La casa pobre y los libros 

Por: Gerald Rodríguez. N

En ninguna casa, por más pobre que sea, en lo más profundo de la maraña, o en el más recóndito lugar del país, en sus casas de adobe o triplay, de pona o estera, no deja presente su ausencia el libro. Objeto sagrado de la sabiduría en estas viviendas donde muchas veces las gotas de lluvia que entran por los orificios del techo caen sobre él y lo delega a ser un objeto totalmente inútil. El libro en la casa puede estar en el mejor lugar o junto a los pilares de periódicos antiguos. En las casas de techo de palmera y triplay nunca he dejado de ver la ausencia de un libro. Nunca está ausente en la casa pobre en donde puede haber desnutrición, un familiar enfermo; pueden estar las ollas vacías, una esperanza en espera, pero nunca puede estar ausente el libro que dignifica la casa como un principio de sabiduría que toda vivienda conserva.

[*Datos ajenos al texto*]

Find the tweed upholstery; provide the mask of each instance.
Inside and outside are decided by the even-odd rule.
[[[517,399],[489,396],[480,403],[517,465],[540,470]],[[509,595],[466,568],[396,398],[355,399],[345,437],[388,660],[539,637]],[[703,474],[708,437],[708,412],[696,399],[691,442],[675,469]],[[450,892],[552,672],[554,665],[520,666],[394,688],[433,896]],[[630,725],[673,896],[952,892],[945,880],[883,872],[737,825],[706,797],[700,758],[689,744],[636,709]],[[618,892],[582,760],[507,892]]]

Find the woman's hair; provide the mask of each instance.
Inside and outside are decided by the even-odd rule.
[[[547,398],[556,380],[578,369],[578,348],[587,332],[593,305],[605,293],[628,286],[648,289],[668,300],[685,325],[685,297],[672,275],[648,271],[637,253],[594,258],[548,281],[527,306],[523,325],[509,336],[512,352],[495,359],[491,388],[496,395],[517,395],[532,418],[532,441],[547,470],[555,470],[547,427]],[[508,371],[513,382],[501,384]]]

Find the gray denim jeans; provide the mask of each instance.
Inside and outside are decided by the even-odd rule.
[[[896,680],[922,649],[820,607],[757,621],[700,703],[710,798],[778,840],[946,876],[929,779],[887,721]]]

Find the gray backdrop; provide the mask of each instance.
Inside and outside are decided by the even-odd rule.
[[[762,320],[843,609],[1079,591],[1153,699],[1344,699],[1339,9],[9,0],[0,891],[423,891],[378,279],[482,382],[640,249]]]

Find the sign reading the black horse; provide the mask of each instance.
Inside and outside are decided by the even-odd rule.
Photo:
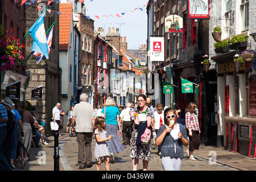
[[[19,100],[20,98],[20,82],[21,80],[13,84],[6,85],[5,90],[5,98]]]
[[[38,87],[31,90],[31,99],[42,100],[43,86]]]

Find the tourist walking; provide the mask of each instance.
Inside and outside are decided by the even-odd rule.
[[[127,143],[130,145],[130,138],[126,137],[127,130],[131,126],[132,122],[131,121],[131,115],[130,111],[131,109],[133,110],[133,104],[127,103],[126,108],[123,109],[120,114],[120,122],[122,124],[122,135],[123,136],[123,144]]]
[[[185,114],[186,127],[188,130],[188,138],[189,139],[189,159],[196,159],[193,156],[193,151],[199,150],[200,145],[200,129],[199,123],[196,114],[196,104],[192,102],[188,105],[188,111]]]
[[[93,106],[86,102],[88,98],[86,94],[81,94],[80,102],[75,105],[72,112],[72,132],[75,133],[76,121],[79,169],[92,167],[91,143],[95,114]]]
[[[60,103],[58,102],[56,104],[55,107],[52,109],[52,119],[54,122],[56,122],[59,125],[58,132],[60,130],[60,108],[61,107]]]
[[[106,130],[108,135],[113,136],[113,139],[108,140],[108,148],[110,154],[110,162],[114,162],[114,153],[122,152],[126,147],[120,142],[119,136],[122,135],[121,126],[119,120],[120,112],[112,97],[106,101],[106,107],[101,111],[101,116],[106,119]]]
[[[30,111],[26,110],[27,107],[26,101],[19,103],[18,110],[19,115],[22,118],[23,126],[24,136],[22,137],[22,148],[23,149],[23,160],[28,160],[27,153],[30,149],[32,142],[32,126],[35,122],[35,119]]]
[[[163,126],[163,125],[164,125],[164,116],[163,107],[163,106],[162,104],[156,104],[156,108],[157,110],[155,111],[154,114],[155,118],[154,119],[154,121],[152,122],[152,126],[153,127],[152,130],[155,131],[156,135],[159,128]],[[161,154],[161,147],[162,144],[158,145],[158,154],[159,155]]]
[[[172,108],[164,110],[164,125],[158,130],[156,144],[162,144],[162,165],[164,171],[180,171],[184,158],[183,147],[188,145],[187,131],[177,124],[176,113]]]
[[[102,117],[97,117],[95,119],[93,133],[96,139],[95,144],[94,156],[96,158],[96,171],[100,171],[102,157],[104,158],[105,168],[109,171],[109,152],[106,141],[112,139],[112,135],[107,136],[106,131],[106,122]]]
[[[0,171],[11,171],[11,166],[8,163],[3,152],[3,143],[7,134],[7,121],[8,115],[6,107],[0,104]]]
[[[144,133],[147,127],[151,130],[151,126],[152,117],[152,110],[146,105],[146,97],[143,94],[138,96],[138,106],[137,113],[142,114],[141,121],[138,117],[134,119],[134,127],[131,133],[130,156],[133,161],[133,170],[137,171],[139,164],[139,159],[142,159],[143,162],[143,171],[147,170],[148,162],[150,160],[151,150],[151,142],[149,140],[147,144],[141,143],[141,136]]]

No importa que sea una biblia de bolsillo encuadernado de azul, el libro de mormón; no importa que sea uno de esos libros del Ministerio de Educación, de magia negra o blanca; libro de cuentos regionales o el libro Sembrando de segundo grado de primaria. No importa que el libro sea el que está en la pequeña biblioteca santuárica delegada a un rincón de la casa, porque esta le da el nivel de intelecto, el color de sabiduría que no se mancha con la desgracia de las paredes, ni el olor a enfermo, ni del hambre. En la casa donde el humo invadió el techo, donde los insectos hicieron sus nidos, la biblioteca es la imagen principal de sus poseedores.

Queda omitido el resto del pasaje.